The items in this case represent those associated with or used by Chinese Scholar-Officials. Unfortunately, little is known about the individual objects displayed; much research is required to add to our knowledge about these works.

No Pic M964.1.334
Ink resevoir
Ceramic; Glaze
China, c. 1736-1795

Shaped like half a peach, this blue-glazed ink reservoir dates from the Qinglong (Chien Lung) period.Additional research might reveal how and where the Maltwood acquired it.
No Pic
Brushrest ?
China, n.d.

Part of the Maltwood Collection, this small wood carving has an intricate floral and leaf design. It was probably used as a brush rest.
No Pic
Brushrest ?
Soapstone ?
China, n.d.

Possibly of soapstone, this carving features a figure of a sage in dragon-like clouds. It was probably used as a brush rest. Additional research is required to enjance our knowledge of this piece and how it came into the Maltwood Collection.
No Pic M964.1.77
Wrist rest; stand
Ivory; Wood
China, 19th century

This carved ivory wrist or arm rest probably dates from the Qing (Ch'ing) Dynasty (1644-1911), possibly from the reign of Kang Hsi. It features a phoenix and many little birds on one side and a branch of willow and flower on the reverse. It was purchased by the Maltwoods in Victoria, B.C. from L. L. Baily in 1939.
No Pic M964.1.386
Brush Holder; Stand
Ivory; Wood
China, c. 1644-1911?

Made from the hollow cylinder of African elephant ivory, this brush pot follows the natural shpae of the tusk. A plain wooden base has been inserted into the bottom. The exterior surface has been carved in low relief with five men in a garden setting with rocks and trees. These figures include a scholar on a rug who reads a scroll, two men engaged in a game, a man near a wine-pot, and a servant preparing food.

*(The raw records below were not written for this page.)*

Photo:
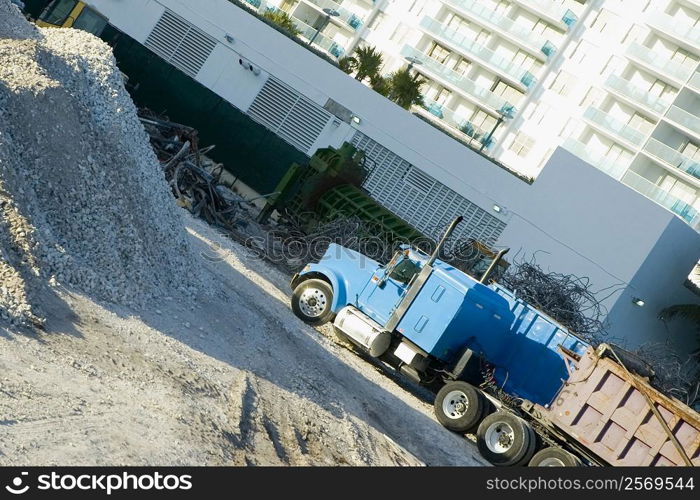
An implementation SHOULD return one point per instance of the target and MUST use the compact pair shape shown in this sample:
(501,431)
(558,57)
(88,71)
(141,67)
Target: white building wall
(574,218)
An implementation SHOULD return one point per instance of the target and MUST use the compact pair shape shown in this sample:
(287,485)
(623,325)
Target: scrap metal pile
(567,298)
(194,178)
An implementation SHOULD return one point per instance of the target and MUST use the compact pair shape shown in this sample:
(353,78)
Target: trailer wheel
(459,406)
(311,302)
(504,439)
(554,457)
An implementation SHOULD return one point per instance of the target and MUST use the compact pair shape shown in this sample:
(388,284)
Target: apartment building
(615,82)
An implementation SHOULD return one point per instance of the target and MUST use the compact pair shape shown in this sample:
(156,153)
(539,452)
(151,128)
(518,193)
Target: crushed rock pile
(82,200)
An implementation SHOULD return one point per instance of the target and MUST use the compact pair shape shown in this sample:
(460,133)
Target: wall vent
(294,118)
(180,43)
(422,201)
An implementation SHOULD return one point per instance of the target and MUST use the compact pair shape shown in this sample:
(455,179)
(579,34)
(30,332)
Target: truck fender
(320,271)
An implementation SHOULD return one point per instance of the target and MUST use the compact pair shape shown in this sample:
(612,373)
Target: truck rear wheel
(459,406)
(504,439)
(311,302)
(554,457)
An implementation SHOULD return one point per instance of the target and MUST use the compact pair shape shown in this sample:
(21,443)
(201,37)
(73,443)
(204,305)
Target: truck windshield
(404,270)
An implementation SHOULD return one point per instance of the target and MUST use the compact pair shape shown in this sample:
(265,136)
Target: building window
(638,122)
(524,60)
(522,145)
(455,22)
(462,66)
(691,150)
(592,98)
(439,53)
(379,19)
(604,21)
(483,120)
(510,94)
(562,84)
(399,33)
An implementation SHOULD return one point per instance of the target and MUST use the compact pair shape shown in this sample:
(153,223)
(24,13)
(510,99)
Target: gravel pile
(83,202)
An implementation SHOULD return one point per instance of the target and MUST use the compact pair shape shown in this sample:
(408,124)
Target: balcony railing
(515,71)
(614,125)
(637,94)
(431,66)
(613,168)
(455,120)
(525,35)
(682,117)
(662,197)
(662,64)
(350,18)
(672,157)
(307,32)
(676,27)
(695,81)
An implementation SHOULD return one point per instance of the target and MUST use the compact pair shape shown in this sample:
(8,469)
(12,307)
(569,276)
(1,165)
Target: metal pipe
(442,242)
(493,265)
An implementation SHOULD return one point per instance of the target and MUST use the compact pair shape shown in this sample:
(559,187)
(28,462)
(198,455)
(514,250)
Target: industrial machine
(72,14)
(500,367)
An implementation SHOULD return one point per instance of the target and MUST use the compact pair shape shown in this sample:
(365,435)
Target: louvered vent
(422,201)
(293,117)
(181,44)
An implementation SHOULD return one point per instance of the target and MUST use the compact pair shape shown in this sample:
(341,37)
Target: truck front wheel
(459,406)
(311,302)
(554,457)
(504,439)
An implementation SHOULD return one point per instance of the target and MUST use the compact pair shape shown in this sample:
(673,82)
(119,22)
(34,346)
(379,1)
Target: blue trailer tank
(530,365)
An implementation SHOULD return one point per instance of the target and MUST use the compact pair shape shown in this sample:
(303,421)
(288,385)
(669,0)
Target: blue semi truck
(532,391)
(480,346)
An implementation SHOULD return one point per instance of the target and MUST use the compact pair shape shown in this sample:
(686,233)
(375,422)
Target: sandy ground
(228,381)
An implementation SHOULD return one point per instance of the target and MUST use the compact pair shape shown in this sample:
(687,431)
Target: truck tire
(554,457)
(504,439)
(459,406)
(311,302)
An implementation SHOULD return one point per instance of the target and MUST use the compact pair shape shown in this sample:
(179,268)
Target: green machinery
(329,187)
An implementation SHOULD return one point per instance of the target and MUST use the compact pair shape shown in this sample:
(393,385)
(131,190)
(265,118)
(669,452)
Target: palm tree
(406,88)
(347,64)
(281,19)
(368,62)
(380,84)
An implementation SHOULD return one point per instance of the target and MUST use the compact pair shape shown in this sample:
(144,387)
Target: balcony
(557,14)
(504,66)
(662,65)
(513,30)
(612,168)
(672,158)
(668,25)
(437,71)
(662,197)
(683,118)
(349,18)
(613,126)
(636,95)
(307,33)
(455,120)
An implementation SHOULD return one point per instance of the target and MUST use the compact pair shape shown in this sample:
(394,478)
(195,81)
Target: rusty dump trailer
(607,410)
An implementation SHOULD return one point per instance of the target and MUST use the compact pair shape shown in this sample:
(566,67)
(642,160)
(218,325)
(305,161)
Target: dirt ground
(232,380)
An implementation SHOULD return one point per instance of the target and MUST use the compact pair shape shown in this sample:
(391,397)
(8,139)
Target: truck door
(388,285)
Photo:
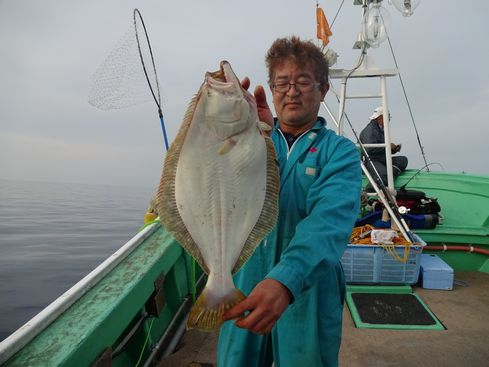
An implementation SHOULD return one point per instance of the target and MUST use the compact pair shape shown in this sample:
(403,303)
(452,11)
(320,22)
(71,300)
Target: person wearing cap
(373,133)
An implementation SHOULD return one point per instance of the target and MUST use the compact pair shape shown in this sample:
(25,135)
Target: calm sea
(53,234)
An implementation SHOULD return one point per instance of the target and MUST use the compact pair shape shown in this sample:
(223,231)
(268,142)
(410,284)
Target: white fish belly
(220,196)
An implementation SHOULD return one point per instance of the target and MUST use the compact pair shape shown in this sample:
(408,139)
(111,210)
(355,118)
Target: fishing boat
(131,310)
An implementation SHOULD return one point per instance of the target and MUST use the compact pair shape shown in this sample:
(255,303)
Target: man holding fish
(294,280)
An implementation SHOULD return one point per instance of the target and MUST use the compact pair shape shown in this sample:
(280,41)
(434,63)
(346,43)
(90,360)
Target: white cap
(377,112)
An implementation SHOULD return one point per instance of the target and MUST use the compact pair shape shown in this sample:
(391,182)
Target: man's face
(296,109)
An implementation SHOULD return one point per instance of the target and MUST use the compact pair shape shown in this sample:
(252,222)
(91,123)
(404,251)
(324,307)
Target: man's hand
(395,148)
(264,112)
(266,303)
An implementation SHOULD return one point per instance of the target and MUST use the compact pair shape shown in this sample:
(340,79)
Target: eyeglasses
(303,86)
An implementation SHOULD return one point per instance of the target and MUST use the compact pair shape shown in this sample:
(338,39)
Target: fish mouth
(224,77)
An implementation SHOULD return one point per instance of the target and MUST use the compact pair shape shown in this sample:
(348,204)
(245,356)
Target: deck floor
(464,312)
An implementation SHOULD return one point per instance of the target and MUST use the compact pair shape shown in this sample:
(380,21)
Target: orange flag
(323,30)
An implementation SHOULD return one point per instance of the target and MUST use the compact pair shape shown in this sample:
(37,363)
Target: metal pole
(387,134)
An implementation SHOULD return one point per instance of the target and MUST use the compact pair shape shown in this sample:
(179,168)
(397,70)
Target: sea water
(53,234)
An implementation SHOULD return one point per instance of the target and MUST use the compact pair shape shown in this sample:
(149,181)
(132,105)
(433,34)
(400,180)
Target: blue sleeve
(321,237)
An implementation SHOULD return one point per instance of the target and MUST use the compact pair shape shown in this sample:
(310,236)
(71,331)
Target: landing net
(128,76)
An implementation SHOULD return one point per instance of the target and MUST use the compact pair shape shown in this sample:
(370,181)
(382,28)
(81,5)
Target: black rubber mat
(387,308)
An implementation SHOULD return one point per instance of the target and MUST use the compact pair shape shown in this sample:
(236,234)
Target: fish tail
(208,311)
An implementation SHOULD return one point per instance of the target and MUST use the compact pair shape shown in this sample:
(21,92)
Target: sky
(51,50)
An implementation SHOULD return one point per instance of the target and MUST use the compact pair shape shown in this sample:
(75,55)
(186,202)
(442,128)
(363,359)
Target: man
(373,133)
(294,280)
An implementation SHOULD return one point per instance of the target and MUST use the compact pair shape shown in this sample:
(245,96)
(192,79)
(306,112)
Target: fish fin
(165,198)
(228,144)
(269,213)
(208,311)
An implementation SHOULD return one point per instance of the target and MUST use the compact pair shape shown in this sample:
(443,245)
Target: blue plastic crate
(372,264)
(435,273)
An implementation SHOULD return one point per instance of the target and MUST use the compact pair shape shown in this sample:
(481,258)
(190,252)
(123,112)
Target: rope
(408,104)
(361,236)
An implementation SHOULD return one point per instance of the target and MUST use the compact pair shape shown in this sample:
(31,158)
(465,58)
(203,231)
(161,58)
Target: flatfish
(218,193)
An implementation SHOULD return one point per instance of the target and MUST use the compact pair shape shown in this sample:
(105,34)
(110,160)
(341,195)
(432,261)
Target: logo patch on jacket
(310,171)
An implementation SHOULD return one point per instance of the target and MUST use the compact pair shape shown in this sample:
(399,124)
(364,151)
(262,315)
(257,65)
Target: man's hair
(300,52)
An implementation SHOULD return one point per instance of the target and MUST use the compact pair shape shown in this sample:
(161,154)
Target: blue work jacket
(320,182)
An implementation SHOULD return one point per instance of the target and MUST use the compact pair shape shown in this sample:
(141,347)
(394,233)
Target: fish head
(229,108)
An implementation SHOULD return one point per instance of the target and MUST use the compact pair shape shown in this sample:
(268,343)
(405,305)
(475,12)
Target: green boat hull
(129,316)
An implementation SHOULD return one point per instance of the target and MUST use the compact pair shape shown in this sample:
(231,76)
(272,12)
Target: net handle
(157,100)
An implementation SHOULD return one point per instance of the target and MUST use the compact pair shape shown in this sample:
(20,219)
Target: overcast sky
(50,51)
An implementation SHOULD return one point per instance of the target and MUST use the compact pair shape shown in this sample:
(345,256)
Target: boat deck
(463,311)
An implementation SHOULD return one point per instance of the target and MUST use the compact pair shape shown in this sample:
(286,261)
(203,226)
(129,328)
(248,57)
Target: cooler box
(435,273)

Ivory carving flourished during the Ming period, but became even more widespread under the Emperor Kang Hsi of the Qing (Ch'ing) Dynasty. Scholars and scholarly pursuits are often the subjects portrayed.

This brush holder was formerly part of the Duer Collection, from which it was acquired by the Maltwoods.

Bibliography: Jefferies, Condition Report (in document file); Sollien-Pick, Condition Report (in document file).